Ive had my MacBook Pro for 2 years now. Just recently i have the inability to video connect to friends that i have video conferenced before with. I use jabber with my google talk account and can chat in text with no problems at all. But when i go to use the video conference I never can establish a connection. My friends are still able to conference with each other but now im out of the loop! Any help to correct this would be great!

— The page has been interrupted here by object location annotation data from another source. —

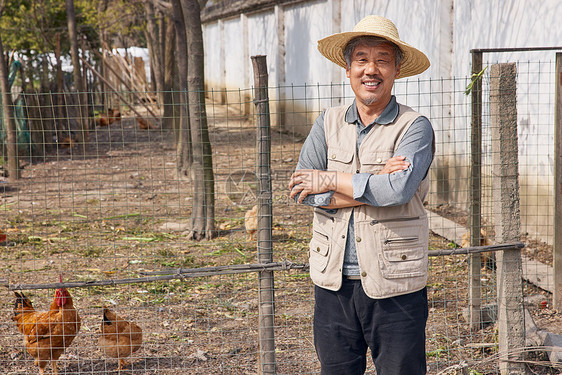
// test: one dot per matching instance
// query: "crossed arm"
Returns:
(312, 181)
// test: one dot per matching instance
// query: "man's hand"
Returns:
(311, 181)
(395, 164)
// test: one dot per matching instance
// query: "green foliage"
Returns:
(474, 78)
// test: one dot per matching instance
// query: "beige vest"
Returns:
(391, 242)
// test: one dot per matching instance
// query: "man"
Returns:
(364, 167)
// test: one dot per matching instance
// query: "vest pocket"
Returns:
(403, 250)
(319, 251)
(375, 161)
(339, 159)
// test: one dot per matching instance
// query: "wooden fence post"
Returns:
(267, 363)
(475, 285)
(505, 193)
(557, 298)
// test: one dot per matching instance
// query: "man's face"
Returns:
(372, 73)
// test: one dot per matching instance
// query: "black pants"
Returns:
(347, 322)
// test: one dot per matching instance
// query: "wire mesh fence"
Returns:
(113, 215)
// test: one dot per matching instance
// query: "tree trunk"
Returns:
(78, 84)
(183, 146)
(203, 214)
(8, 118)
(154, 49)
(170, 114)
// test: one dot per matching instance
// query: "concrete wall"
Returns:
(446, 30)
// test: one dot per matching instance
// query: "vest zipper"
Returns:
(373, 222)
(401, 239)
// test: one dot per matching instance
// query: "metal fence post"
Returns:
(557, 298)
(267, 363)
(475, 288)
(506, 213)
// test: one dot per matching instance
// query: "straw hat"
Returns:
(414, 61)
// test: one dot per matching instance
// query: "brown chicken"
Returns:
(47, 333)
(145, 124)
(251, 221)
(106, 119)
(119, 338)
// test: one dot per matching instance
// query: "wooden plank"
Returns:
(557, 298)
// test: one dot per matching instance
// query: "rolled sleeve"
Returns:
(359, 182)
(399, 187)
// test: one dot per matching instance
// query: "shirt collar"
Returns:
(387, 116)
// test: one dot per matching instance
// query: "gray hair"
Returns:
(371, 41)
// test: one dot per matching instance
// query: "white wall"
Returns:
(446, 31)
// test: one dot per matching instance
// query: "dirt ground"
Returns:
(120, 211)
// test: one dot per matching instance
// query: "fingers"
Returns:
(395, 164)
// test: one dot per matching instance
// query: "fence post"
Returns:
(557, 298)
(265, 219)
(505, 193)
(475, 287)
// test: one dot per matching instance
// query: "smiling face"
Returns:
(372, 73)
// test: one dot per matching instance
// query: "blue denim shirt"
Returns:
(377, 190)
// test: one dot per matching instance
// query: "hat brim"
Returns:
(413, 61)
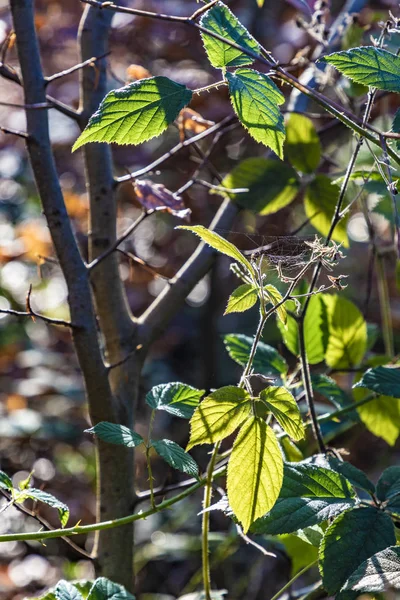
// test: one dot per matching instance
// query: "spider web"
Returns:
(287, 251)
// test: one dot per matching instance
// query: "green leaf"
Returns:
(220, 20)
(285, 410)
(379, 573)
(267, 360)
(347, 341)
(255, 472)
(380, 416)
(255, 100)
(302, 145)
(309, 495)
(352, 538)
(320, 201)
(396, 128)
(6, 482)
(104, 589)
(275, 297)
(315, 331)
(355, 476)
(49, 499)
(219, 243)
(136, 113)
(176, 457)
(242, 299)
(215, 595)
(311, 535)
(388, 485)
(369, 66)
(116, 434)
(219, 415)
(178, 399)
(382, 380)
(67, 591)
(329, 389)
(272, 184)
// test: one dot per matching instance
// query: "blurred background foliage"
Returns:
(42, 407)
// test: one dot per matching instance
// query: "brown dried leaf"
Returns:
(157, 196)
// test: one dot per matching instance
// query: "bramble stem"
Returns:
(206, 522)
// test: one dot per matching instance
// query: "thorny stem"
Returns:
(148, 460)
(83, 529)
(206, 522)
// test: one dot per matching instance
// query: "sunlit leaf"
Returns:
(46, 498)
(116, 434)
(355, 536)
(284, 408)
(272, 184)
(255, 472)
(219, 415)
(104, 589)
(136, 113)
(369, 66)
(242, 299)
(275, 297)
(302, 145)
(347, 341)
(267, 360)
(219, 243)
(382, 380)
(255, 100)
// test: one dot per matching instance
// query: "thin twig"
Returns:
(7, 131)
(34, 315)
(85, 63)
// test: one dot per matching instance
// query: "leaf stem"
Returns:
(295, 578)
(206, 522)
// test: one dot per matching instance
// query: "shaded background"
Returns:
(42, 407)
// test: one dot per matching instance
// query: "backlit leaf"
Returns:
(267, 360)
(320, 201)
(116, 434)
(46, 498)
(272, 184)
(369, 66)
(382, 380)
(219, 243)
(220, 20)
(302, 145)
(315, 330)
(275, 297)
(255, 100)
(176, 456)
(255, 472)
(104, 589)
(178, 399)
(136, 113)
(309, 495)
(352, 538)
(347, 341)
(219, 415)
(379, 573)
(242, 299)
(284, 408)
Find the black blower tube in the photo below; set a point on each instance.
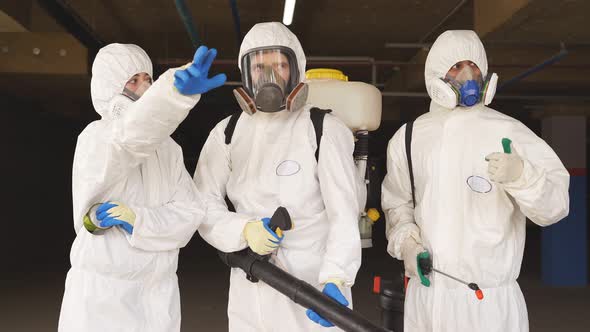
(300, 292)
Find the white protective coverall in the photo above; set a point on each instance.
(270, 163)
(473, 228)
(121, 282)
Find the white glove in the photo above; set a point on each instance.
(504, 167)
(410, 251)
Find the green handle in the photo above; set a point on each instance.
(506, 145)
(423, 279)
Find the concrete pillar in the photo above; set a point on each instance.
(565, 244)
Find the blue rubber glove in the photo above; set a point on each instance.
(334, 292)
(112, 214)
(193, 79)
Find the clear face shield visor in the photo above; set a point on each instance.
(136, 87)
(270, 68)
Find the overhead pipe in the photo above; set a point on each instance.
(187, 20)
(562, 53)
(405, 94)
(236, 16)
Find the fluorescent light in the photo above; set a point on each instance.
(288, 13)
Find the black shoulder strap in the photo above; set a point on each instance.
(317, 119)
(231, 126)
(409, 129)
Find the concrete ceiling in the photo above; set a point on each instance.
(518, 35)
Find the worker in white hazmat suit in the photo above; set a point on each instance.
(472, 196)
(270, 161)
(134, 202)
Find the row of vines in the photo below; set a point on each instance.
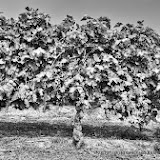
(91, 64)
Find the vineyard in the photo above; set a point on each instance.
(88, 66)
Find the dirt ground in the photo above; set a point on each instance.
(29, 134)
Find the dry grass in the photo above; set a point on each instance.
(31, 135)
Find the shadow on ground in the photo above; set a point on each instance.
(57, 128)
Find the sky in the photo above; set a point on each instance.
(125, 11)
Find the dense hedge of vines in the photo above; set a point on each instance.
(86, 65)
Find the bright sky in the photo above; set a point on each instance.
(126, 11)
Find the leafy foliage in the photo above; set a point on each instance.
(86, 65)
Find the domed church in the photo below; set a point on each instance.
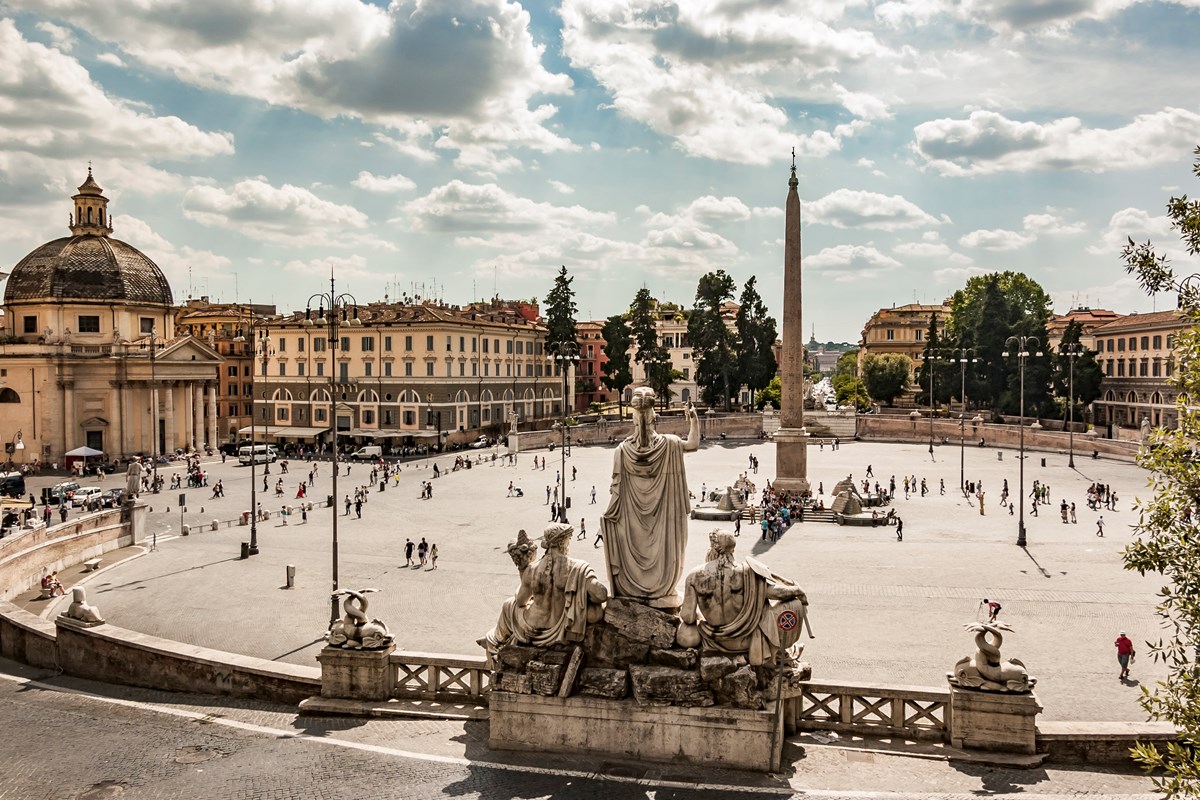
(89, 354)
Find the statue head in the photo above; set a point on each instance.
(720, 547)
(557, 536)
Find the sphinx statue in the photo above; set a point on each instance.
(557, 599)
(985, 669)
(357, 631)
(733, 607)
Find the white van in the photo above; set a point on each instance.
(257, 453)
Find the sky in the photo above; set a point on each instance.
(460, 149)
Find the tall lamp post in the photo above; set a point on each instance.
(1072, 352)
(343, 310)
(564, 355)
(1021, 344)
(259, 341)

Thanks.


----------



## nvr.bck.from.mac (Aug 15, 2008)

if you got applecare with your computer you could just check it into an apple repair shop and have them take a look at the built-in isight camera. sounds like it just died. which happens unfortunately.

if not, try getting a usb web cam. most work with mac's these days i think. if not you can look one up that does. they aren't hard to find. but the external usb web cam would rule out any software problems. if that camera worked you would need to get your built-in one fixed if you wanted to use it again.


----------



## JAREARDON (Nov 9, 2008)

My isight camera does work i can use it with any of my apps, just cant seem to get a connection with Ichat using the camera always says i canceled in the error of not connecting.


----------



## nvr.bck.from.mac (Aug 15, 2008)

have you restarted your computer lately? normally the camera gets confused if more than one program is trying to use it. check your video settings in ichat, see if they're okay. see if you can restore the defaults on them.

you may also want to just call apple and see what's wrong with the ichat software. you might be able to just download a new version and reinstall it.


----------



## JAREARDON (Nov 9, 2008)

i will try calling applecare see if they can help me but oh yeah you can better believe ive tried restarting....


----------



## nvr.bck.from.mac (Aug 15, 2008)

haha... yeah... that would have been the first thing i would have done.

but yeah. if your machine is still under warranty that should be covered.


----------